そして「犠牲になった同胞たちにお悔やみを申し上げ、皆さんに慰労を伝えたい」と語った。
尹大統領は「大韓民国の大統領として遅ればせながらお目にかかり、申し訳ない」と重ねて頭を下げた。尹大統領はまた、21日には岸田文雄首相と広島平和記念公園の韓国人被爆者慰霊碑を韓国大統領として初めて参拝する予定であることにも触れ、「私と岸田首相が慰霊碑の前で故郷を離れ、異郷の地で戦争の惨禍を直接経験した韓国人原爆犠牲者を追悼し、両国の平和と繁栄の未来を切り開くことを共に誓う場になるだろう」と述べた。

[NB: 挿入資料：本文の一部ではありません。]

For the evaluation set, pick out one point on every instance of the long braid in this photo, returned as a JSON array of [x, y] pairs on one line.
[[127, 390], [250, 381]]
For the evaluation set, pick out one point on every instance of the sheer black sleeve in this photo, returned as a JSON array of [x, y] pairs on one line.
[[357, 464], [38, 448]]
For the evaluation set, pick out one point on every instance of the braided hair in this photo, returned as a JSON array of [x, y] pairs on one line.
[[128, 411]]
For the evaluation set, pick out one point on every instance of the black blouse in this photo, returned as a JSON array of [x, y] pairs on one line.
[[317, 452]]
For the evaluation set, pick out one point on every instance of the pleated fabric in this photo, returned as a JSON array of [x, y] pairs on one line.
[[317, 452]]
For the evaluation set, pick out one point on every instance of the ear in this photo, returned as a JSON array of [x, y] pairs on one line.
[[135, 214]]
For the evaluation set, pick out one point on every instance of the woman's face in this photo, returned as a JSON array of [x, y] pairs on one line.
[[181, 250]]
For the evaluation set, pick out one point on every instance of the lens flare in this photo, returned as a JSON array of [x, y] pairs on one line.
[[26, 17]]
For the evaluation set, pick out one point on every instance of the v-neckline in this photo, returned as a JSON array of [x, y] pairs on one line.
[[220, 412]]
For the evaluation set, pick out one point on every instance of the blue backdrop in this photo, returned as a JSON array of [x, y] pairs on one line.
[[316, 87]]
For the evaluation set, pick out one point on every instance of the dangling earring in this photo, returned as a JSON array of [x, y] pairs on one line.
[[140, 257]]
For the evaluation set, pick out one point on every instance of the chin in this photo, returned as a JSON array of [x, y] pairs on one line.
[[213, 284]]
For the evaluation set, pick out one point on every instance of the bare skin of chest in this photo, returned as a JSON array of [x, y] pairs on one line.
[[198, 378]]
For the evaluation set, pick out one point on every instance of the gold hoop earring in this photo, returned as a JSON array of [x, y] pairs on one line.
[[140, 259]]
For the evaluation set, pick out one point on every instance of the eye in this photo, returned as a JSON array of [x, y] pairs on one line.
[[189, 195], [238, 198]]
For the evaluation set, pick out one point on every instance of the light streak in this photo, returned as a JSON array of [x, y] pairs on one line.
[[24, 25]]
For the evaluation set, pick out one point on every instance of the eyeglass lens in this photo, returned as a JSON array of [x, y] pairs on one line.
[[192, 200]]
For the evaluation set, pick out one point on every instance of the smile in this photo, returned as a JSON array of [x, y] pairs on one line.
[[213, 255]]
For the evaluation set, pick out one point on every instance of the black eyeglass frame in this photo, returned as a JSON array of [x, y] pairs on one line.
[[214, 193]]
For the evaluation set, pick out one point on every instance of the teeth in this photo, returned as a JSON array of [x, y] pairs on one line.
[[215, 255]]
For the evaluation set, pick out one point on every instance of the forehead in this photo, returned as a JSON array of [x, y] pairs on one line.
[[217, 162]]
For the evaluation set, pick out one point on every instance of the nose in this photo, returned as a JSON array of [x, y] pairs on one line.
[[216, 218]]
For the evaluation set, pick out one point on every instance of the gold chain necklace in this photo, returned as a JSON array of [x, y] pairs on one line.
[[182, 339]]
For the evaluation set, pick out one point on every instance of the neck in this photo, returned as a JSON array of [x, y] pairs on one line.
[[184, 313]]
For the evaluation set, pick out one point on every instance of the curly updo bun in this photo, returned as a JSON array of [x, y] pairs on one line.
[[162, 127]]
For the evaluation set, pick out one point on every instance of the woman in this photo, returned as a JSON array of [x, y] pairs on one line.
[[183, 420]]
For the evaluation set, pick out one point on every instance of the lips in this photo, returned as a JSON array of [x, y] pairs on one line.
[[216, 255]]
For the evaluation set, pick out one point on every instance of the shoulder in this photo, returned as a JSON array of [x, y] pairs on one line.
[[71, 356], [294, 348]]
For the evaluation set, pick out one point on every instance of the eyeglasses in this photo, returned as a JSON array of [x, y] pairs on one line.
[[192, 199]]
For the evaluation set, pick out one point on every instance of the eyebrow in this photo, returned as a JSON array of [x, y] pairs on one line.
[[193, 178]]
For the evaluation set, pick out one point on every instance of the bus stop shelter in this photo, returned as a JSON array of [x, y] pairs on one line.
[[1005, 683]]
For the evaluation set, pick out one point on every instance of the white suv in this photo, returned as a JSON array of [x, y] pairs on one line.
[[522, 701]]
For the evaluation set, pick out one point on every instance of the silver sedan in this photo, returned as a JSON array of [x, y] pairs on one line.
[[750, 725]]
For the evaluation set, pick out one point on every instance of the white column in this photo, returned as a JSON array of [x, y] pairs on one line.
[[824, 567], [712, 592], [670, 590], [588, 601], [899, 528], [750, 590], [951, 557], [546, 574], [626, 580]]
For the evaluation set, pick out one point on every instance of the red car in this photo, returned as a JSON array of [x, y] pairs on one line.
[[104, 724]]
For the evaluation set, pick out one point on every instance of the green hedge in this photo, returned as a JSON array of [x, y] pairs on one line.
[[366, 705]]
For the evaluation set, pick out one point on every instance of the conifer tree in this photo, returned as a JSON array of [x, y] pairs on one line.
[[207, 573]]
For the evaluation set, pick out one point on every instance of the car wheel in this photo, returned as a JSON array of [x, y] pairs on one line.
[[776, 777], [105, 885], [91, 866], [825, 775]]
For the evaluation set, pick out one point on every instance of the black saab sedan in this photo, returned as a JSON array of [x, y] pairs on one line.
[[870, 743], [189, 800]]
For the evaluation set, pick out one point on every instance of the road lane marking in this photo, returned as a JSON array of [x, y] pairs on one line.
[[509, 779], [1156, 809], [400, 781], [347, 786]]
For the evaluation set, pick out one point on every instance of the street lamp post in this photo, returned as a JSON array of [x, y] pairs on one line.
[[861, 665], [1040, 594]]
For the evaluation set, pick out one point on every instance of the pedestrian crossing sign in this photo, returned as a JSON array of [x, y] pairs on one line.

尹大統領は「被爆同胞とその方々の家族、民団と同胞関係者の方々が近いうちに韓国を一度訪問するよう招待したい」とし、「故国に足を運び、母国がどれほど変わり発展したのかぜひ一度見ていただきたい」と述べた。
参加した権養伯元韓国人原爆犠牲者慰霊碑移設委員長は「私も2歳の時に被爆した。今日は夢を見ているようだ。感激している」と感謝の意を表した。さらに「過去のことについてあまり問い詰めないで、あまり縛られることなく、前を向いて行きましょう。二度とこのような悲劇が繰り返されることのないよう互いに協力しましょう」と語った。
韓国原爆被害者対策特別委員会の権俊五副委員長は「尹大統領が広島の被爆者に会ってくれたことが韓日関係の発展に貢献すると信じている」と述べた。
被害者が高齢化
補償体制作り急務
第二次世界大戦末期の1945年8月、人類史上初めて広島と長崎に落ちた原爆による被爆者は69万人、このうち死者は23万人と推計される。これらの地域に強制動員労働者として居住していた韓国人被爆者の規模は7万人に達し、この内4万人が死亡した。
調査によると、被爆生存者のうち帰国したのは2万3千人、現地に残ったのは7千人だ。両国に散らばった被害者たちは体内に放射能が残っているかもしれないという恐怖心に苦しみ、結婚、就職など各種差別に直面してきた。原爆被害者に実質的な支援策が導き出されるためには韓日政府の協力が必要だ。高齢の被害者と被爆2、3世たちは数十年間にわたり補償支援体系作りを求めてきた。
この日の面会には大統領夫人金建希女史も同席した。